何の前触れもなく刀を振りかぶって走ってくる村野。神谷は思わず弾き返した。
「村野! 目を覚ませ!」
「アハハ、無駄だ。もう我を失っている。完全に殺人鬼の目だ!」
「中沢は黙ってろ! 村野! 村野!」
神谷の呼びかけにも全く反応せず、村野は一心不乱に襲い掛かってくる。初めて現世に来たときから一緒だった村野を斬るのに、かなり躊躇していた。
横から江口や桐井が斬りかかってきた。咄嗟に跳ね除けたつもりが、2人の腕を一気に斬り落としてしまった。神谷はやってしまったと思ったが、一層のこと地獄に送り返してやった方が良いと思い能力を発動させて2人を斬った。

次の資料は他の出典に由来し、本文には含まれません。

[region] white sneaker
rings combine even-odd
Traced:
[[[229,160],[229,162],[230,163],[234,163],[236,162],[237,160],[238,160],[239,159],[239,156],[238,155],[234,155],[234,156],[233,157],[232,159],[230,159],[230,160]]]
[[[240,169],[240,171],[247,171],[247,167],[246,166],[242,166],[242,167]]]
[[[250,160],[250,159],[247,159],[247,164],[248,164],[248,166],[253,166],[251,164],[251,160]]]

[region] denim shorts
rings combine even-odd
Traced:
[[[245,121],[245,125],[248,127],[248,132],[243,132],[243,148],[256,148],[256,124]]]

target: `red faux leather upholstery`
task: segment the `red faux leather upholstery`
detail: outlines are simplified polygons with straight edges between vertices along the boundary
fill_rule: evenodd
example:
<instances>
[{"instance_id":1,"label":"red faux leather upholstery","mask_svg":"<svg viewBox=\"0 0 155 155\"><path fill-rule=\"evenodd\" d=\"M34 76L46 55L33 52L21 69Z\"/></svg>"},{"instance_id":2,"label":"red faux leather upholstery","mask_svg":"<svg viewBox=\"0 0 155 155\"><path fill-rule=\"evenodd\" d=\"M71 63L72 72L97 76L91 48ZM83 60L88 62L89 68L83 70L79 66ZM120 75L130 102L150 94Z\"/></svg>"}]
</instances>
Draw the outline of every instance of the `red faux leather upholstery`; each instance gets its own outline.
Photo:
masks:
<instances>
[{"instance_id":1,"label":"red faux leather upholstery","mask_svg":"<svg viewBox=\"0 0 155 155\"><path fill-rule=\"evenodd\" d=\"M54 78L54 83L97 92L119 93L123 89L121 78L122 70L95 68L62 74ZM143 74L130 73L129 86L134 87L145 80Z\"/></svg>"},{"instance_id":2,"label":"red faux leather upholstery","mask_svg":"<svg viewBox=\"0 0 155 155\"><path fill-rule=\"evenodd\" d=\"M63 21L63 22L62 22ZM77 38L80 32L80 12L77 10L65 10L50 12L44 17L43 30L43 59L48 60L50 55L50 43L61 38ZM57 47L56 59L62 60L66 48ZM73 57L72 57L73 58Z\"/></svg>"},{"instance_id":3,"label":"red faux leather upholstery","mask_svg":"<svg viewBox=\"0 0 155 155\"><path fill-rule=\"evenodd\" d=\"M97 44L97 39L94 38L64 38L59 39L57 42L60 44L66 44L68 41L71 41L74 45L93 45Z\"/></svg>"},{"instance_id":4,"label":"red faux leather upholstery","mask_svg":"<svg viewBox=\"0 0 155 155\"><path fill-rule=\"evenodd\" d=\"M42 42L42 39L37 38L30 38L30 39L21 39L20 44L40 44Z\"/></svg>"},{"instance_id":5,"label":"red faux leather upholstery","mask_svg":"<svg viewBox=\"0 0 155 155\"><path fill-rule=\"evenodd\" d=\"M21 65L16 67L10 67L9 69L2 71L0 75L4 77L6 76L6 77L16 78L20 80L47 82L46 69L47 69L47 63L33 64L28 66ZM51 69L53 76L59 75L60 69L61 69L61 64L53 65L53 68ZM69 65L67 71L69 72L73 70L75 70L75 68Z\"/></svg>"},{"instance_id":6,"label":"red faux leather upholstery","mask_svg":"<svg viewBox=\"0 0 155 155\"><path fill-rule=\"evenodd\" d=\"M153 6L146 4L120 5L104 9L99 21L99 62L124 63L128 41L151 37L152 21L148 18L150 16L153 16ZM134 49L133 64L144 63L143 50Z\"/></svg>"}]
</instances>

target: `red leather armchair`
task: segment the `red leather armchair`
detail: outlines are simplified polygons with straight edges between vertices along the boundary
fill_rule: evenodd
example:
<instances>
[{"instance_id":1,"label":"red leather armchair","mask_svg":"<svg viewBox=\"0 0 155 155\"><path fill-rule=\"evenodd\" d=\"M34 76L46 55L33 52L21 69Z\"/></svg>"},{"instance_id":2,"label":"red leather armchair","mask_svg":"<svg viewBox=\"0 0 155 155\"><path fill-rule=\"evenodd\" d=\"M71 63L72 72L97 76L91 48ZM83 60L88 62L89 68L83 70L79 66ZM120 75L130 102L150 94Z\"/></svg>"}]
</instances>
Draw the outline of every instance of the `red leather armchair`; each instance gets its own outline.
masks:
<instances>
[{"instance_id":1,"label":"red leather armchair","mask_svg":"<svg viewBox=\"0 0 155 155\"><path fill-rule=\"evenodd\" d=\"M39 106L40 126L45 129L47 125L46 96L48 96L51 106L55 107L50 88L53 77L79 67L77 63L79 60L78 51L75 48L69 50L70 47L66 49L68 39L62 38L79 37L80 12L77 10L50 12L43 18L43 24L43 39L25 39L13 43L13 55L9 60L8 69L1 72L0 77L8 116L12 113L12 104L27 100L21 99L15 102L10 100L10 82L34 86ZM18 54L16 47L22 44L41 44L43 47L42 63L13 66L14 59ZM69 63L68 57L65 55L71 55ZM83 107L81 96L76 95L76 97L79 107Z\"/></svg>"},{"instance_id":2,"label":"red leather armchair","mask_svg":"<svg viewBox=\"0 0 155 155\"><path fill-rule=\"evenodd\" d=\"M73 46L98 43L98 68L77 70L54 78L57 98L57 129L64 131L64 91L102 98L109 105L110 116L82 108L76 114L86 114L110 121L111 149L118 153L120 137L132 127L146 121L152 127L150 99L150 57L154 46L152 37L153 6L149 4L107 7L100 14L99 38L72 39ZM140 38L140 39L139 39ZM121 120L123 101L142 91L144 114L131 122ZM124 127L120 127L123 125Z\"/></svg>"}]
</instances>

光って消えた2人を余所に、桑井と村野が襲い掛かってくる。神谷が桑井の刀を受け止めると、村野が少し下がって紅龍に血を与えた。紅龍の刃が赤く染まったのを見た神谷は、村野が本気であることを受け入れて腹を括った。
すると受け止めていたはずの桑井が急に消え、神谷の背後には村野がいた。そして神谷のお腹を突き抜けている赤い刃が見えた。
「どういうことだ?」
「ほう。中々のコンビネーションじゃないか」
「何が起きた!?」
「分からないか? 一瞬の出来事すぎて当事者には分からんか。桑井がお前を村野の方へワープで飛ばしたんだよ」
神谷は必死に頭を整理した。そしてやっと理解した。
「なるほど。で、俺を紅龍で刺すことができたというのか。でも村野も紅龍も俺の相棒だ。対処法ぐらい知っている」
神谷は紅龍を抜いて村野から距離をとり、紅龍が刺さっていた箇所に白龍を刺した。すると止まらないはずの血が止まり、傷口もふさがっていった。
「今リセットしている時間は無いから、この場で回復させてもらったよ」
「なるほど。紅龍の傷口を塞ぐ唯一の方法は白龍ということか。それが分かればこちらも対応できる」
中沢が言うと、神谷が持っていた白龍が消えた。桑井のワープだった。白龍は中沢の手元に行き、神谷は無防備な状態になってしまった。そして桑井が再びワープで神谷を村野の元へ飛ばした。